AI

Grading the Grids: What Works and What Doesn’t Using Paradata to Assess Response Quality and Usability

Abstract

Grids (or matrix, table) are commonly used on self-administered surveys. In order to optimize online surveys for smartphones, grid designs aiming for small-screen devices are emerging. In this study we investigate four research questions regarding the effectiveness and drawbacks of different grid designs, more specifically do the grid design effect: Data quality, as indicated by breakoffs, satisfying behaviors and response errors Response time Response distributions Inter-relationships among questions We conducted two experiments. The first experiment was conducted in April 2016 in Brazil, US and Germany. We tested a progressive grid, a responsive and a collapsable grid. Results were analyzed for desktop/laptops only due to the small number of respondents who took the study via smartphones. We found the collapsable grid eliciting the highest amount of error prompts for item nonresponse.
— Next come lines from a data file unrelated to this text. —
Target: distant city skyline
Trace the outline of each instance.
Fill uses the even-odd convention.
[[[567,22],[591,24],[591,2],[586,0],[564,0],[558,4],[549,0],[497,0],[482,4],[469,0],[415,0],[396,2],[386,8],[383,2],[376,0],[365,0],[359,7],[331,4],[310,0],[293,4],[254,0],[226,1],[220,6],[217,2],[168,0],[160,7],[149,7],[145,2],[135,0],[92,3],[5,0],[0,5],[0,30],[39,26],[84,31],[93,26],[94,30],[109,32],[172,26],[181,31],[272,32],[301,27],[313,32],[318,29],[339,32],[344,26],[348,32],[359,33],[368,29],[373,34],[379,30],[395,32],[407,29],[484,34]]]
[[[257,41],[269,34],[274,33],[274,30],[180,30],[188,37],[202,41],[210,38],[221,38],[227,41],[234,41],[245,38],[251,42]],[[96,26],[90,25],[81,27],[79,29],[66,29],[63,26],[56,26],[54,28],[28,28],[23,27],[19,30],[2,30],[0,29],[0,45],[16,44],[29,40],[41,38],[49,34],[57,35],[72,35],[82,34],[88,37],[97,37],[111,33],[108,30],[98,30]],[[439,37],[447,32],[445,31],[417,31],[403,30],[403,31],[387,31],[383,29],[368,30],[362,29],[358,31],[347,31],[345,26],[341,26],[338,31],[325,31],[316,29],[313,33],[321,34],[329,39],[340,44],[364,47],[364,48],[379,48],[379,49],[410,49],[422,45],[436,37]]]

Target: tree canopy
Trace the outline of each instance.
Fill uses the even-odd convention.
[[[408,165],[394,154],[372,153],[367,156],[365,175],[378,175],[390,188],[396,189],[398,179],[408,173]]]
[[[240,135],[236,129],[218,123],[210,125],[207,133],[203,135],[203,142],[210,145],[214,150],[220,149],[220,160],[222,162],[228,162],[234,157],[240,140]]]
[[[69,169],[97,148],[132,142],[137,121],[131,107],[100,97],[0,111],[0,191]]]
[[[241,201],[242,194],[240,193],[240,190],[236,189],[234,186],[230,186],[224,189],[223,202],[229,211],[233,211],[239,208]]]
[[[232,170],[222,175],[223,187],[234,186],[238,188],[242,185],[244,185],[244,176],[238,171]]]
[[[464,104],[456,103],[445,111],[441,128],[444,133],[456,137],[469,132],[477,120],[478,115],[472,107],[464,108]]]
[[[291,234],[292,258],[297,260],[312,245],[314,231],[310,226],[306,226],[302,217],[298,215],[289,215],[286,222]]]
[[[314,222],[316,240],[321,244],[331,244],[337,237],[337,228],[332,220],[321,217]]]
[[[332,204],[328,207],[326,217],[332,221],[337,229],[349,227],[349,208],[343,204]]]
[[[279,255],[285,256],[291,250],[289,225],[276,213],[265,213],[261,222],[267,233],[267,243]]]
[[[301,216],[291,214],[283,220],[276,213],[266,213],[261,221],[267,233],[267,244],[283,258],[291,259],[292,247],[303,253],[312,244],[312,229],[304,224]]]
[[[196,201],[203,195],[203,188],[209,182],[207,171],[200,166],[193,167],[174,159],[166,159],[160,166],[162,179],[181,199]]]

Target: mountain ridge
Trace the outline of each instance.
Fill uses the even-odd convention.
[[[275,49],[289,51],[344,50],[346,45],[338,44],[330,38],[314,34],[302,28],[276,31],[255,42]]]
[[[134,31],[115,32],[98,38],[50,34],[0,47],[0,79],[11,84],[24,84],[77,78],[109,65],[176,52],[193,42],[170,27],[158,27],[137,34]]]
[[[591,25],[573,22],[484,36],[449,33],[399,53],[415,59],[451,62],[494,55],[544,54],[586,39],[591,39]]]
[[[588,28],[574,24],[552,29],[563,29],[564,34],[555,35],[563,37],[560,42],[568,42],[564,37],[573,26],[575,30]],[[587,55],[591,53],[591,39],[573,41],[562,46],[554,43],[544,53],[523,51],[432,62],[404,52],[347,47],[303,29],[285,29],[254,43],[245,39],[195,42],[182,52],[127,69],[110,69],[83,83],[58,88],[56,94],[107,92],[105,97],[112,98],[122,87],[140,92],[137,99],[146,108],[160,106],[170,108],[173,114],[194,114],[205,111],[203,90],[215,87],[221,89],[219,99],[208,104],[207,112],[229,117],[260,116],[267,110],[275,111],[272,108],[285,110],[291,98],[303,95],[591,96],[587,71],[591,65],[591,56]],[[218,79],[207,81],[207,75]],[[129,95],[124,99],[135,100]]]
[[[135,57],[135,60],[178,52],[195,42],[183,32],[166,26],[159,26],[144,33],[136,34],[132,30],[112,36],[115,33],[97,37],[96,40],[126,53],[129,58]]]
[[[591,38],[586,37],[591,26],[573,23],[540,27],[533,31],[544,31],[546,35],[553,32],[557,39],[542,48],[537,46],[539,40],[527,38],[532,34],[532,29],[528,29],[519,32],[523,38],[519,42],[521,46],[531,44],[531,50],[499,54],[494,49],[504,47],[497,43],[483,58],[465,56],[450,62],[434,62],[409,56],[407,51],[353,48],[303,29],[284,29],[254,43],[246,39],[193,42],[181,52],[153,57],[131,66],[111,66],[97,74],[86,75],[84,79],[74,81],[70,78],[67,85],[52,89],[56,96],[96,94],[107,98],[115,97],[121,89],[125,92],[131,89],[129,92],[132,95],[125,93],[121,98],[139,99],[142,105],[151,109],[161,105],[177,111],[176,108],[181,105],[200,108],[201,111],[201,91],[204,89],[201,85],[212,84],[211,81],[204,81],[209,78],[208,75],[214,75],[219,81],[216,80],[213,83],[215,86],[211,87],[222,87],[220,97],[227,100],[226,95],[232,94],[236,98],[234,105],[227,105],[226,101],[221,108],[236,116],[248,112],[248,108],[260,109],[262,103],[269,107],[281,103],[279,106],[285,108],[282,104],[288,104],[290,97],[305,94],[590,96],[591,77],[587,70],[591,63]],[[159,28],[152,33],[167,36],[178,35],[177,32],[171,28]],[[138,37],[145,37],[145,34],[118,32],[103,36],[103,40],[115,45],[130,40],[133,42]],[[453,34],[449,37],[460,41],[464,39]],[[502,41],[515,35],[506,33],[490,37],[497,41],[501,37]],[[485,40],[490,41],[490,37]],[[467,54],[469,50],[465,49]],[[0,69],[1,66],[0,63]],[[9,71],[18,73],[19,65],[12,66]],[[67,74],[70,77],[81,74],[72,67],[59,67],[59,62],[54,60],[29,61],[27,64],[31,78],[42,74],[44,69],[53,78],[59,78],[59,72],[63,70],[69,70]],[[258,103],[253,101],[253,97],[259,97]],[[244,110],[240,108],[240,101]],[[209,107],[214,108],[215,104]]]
The second experiment was fielded in August 2016 testing grid designs on three types of answer scales: a 7-point fully-labeled rating scale, a 5-point fully-labeled rating scale, and a 6-point fully-labeled frequency scale. Respondents from the US and Japan to an online survey were randomly assigned to one of three conditions: (a) no grid, where each question was presented on a separate screen; (b) responsive grid, where a grid is shown on large screens and as single-column vertical table on small screens (with question stem fixed as header); (c) progressive grid, where grouped questions were presented screen-by-screen with question stem and sub-questions (stubs) fixed on top. Quotas were enforced so that half of the respondents completed the survey on large-screen devices (desktop/tablet computers) and the other half on smartphones. Respondents were 600 per grid condition per screen size per country. Findings showed that progressive grid had less straightlining and response errors whereas responsive grid had less break-offs. Differences were also found between grid designs in terms of response time and response distributions; however patterns varied by country, screen size and answer scales. Further analysis will explore the effect of grid design on question inter-relationships. While visual and interactive features impact the utility of grid designs, we found that the effects might vary by question types, screen sizes, and countries. More experiments are needed to explore designs truly optimized for online surveys.